In light-matter systems, emitters can be placed in the same mode – which is a pattern of light. This collective coupling enables effects that are unattainable with individual emitters. A central example is superradiance, where many atoms radiate in the same phase.

However, in real materials, atoms influence each other through short-range dipole-dipole interactions, which are typically neglected in calculations. Research by scientists from the University of Warsaw and Emory University in the USA has shown that dipole-dipole interactions, which are usually neglected, can amplify photons.

„Photons act as mediators, coupling each emitter with all the others inside the cavity,” says Dr João Pedro Mendonça, a researcher at the Center for New Technologies, University of Warsaw.
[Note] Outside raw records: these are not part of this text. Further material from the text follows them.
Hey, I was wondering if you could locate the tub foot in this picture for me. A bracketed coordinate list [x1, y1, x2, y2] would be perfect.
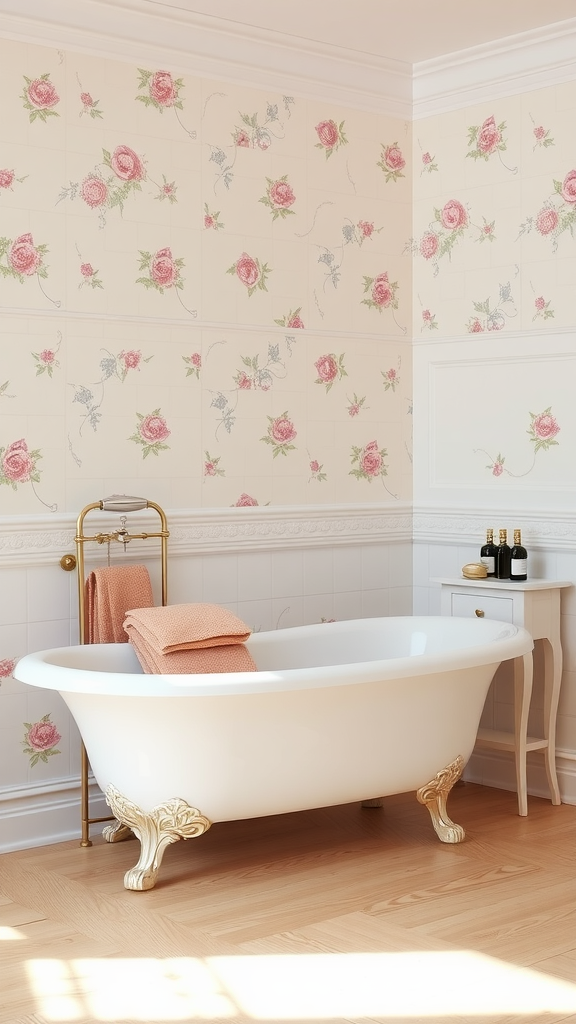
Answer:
[105, 785, 211, 891]
[416, 755, 465, 844]
[361, 798, 384, 807]
[102, 820, 135, 844]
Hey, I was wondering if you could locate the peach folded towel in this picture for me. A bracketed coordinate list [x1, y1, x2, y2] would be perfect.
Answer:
[85, 565, 154, 644]
[125, 623, 256, 675]
[122, 602, 251, 654]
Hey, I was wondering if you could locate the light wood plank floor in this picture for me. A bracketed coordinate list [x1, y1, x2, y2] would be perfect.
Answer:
[2, 783, 576, 1024]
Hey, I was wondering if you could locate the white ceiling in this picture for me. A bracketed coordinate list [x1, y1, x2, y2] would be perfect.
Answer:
[145, 0, 576, 64]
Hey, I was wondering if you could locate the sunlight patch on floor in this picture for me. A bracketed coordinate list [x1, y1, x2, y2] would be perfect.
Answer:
[0, 925, 26, 939]
[26, 949, 576, 1021]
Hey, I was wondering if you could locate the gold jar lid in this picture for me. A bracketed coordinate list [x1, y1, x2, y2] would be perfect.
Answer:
[462, 562, 488, 580]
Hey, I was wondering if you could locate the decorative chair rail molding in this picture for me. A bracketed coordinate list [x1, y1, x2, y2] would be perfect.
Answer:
[0, 503, 413, 568]
[1, 1, 576, 119]
[414, 506, 576, 550]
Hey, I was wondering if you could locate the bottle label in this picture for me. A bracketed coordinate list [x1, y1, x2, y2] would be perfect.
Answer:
[510, 558, 527, 576]
[480, 556, 495, 573]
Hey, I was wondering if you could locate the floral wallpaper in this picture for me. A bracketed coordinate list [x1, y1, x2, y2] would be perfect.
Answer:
[0, 38, 413, 518]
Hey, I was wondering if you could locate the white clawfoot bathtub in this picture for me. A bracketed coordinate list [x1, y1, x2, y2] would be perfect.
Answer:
[16, 615, 532, 891]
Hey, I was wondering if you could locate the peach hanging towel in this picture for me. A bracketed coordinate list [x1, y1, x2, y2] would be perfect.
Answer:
[85, 564, 154, 644]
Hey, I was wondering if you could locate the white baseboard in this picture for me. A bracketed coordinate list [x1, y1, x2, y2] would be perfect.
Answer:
[464, 748, 576, 808]
[0, 777, 108, 853]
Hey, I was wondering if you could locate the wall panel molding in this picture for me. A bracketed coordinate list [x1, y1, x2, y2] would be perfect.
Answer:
[0, 503, 413, 569]
[414, 505, 576, 550]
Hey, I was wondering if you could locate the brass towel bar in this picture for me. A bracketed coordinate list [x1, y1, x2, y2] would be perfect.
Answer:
[67, 495, 169, 847]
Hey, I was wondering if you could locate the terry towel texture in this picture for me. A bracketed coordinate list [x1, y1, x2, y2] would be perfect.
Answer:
[123, 602, 251, 653]
[84, 564, 154, 644]
[123, 602, 256, 674]
[125, 624, 256, 675]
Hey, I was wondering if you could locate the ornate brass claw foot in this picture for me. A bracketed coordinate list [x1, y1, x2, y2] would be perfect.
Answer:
[105, 785, 212, 891]
[416, 754, 465, 844]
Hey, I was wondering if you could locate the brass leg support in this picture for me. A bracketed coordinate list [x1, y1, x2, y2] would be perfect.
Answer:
[416, 754, 465, 843]
[105, 785, 211, 891]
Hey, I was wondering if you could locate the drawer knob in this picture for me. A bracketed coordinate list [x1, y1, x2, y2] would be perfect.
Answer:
[475, 609, 485, 618]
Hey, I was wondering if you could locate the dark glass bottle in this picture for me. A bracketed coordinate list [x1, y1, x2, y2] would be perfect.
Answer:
[510, 528, 528, 581]
[496, 529, 511, 579]
[480, 528, 497, 577]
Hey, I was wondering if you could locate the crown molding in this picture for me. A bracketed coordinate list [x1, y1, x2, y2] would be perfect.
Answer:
[0, 0, 412, 117]
[0, 503, 413, 568]
[413, 18, 576, 118]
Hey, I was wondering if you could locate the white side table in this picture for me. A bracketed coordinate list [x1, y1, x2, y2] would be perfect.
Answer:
[432, 577, 571, 816]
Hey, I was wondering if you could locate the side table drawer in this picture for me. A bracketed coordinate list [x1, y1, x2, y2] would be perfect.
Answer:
[451, 593, 514, 623]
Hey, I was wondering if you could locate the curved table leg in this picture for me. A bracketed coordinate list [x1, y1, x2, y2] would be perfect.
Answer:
[417, 755, 465, 843]
[105, 785, 211, 891]
[542, 636, 562, 805]
[513, 651, 533, 817]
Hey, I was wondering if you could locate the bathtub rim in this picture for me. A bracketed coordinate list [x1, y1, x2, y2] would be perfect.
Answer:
[14, 615, 533, 698]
The complex properties of light-matter systems are underpinned by quantum correlations called entanglement. However, many numerical and analytical approaches treat light and matter as independent, effectively blurring this connection.

„Semiclassical models significantly simplify the quantum problem, but at the cost of losing crucial information; they effectively ignore possible entanglement between photons and atoms, and we have found that in some cases this is not a good approximation,” the authors explain.
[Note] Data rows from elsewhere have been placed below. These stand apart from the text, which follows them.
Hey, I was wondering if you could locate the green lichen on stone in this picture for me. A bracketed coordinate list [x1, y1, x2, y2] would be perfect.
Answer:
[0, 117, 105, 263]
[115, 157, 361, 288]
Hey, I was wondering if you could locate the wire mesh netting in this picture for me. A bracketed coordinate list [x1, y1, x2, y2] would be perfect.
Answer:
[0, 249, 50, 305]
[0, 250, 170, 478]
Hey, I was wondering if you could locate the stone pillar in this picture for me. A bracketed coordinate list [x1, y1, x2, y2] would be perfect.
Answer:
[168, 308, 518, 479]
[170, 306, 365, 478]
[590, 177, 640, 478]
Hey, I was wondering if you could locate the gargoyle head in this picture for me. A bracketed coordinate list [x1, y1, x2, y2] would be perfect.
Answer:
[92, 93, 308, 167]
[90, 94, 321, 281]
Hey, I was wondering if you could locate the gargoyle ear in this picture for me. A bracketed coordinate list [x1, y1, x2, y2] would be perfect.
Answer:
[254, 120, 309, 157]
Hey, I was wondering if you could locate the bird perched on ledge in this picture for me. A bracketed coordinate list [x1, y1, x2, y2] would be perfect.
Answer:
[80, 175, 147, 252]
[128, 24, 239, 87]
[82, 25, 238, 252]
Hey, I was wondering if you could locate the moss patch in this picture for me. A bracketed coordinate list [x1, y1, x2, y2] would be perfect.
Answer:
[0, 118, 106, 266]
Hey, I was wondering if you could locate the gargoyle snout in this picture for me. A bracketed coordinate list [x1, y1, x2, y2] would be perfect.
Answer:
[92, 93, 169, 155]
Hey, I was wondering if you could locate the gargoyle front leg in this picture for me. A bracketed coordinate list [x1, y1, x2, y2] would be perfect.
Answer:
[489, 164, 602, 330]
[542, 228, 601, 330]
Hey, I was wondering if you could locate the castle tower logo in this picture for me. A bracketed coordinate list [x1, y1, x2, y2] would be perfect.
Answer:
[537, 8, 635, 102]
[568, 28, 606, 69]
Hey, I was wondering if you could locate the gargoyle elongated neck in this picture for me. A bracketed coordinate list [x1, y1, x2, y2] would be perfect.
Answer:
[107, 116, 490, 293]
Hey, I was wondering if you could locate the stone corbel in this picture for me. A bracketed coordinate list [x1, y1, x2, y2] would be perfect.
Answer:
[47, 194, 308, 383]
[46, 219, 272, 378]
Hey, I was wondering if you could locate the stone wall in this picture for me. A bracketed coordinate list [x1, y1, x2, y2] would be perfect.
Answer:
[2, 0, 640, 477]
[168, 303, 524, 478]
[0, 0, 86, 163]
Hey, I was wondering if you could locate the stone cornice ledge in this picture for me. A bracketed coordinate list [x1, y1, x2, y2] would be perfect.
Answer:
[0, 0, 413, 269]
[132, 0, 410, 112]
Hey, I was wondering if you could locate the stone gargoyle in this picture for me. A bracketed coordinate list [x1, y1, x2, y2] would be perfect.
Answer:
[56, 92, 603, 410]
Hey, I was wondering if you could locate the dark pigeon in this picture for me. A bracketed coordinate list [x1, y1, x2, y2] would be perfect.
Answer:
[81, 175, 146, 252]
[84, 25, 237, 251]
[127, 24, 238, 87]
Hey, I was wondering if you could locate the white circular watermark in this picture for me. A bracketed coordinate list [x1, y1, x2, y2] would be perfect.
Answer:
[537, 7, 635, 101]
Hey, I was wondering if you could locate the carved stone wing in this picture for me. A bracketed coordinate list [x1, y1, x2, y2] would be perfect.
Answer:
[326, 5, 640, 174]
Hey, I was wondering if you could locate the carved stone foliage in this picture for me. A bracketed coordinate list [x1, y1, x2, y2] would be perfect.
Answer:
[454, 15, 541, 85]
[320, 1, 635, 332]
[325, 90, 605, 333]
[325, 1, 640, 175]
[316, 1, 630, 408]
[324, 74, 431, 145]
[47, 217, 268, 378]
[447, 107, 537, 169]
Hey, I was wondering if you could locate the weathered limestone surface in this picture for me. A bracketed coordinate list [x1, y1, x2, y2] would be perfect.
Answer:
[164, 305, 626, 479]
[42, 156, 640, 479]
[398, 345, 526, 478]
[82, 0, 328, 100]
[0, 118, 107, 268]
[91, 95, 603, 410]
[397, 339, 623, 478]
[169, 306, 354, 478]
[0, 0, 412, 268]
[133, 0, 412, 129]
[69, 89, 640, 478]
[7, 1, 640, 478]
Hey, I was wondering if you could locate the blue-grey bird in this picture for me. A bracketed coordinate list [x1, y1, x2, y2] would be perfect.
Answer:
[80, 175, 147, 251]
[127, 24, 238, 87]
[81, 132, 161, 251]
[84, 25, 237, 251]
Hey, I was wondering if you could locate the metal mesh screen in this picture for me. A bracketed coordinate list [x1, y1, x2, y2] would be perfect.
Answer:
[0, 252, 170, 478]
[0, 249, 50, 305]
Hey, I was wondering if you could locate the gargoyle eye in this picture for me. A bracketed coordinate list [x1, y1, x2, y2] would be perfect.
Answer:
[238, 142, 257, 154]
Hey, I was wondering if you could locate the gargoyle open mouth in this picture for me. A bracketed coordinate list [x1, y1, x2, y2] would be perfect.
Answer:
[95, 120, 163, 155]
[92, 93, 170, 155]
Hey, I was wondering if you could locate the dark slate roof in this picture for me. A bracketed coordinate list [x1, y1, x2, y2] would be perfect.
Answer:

Using a computational approach, the authors investigated correlations both within and between subsystems. Their studies showed that interactions between nearby emitters can, for example, lower the threshold for superradiance, but also lead to previously unknown states of matter with superradiance properties.

Quantum Batteries

The results obtained may be beneficial for practical applications in the future and open up new possibilities for quantum technologies. One such example is quantum batteries – devices that, thanks to quantum correlations, can charge and discharge faster and more efficiently.

„When light-matter entanglement is preserved in the model, it is possible to predict when a device will charge quickly and when it will not. Taking into account this subtle quantum effect could lead to practical insights for quantum engineers,” says Dr. João Pedro Mendonça. Controlling light-matter correlations is also important for other technological platforms, such as quantum networks and precision sensors.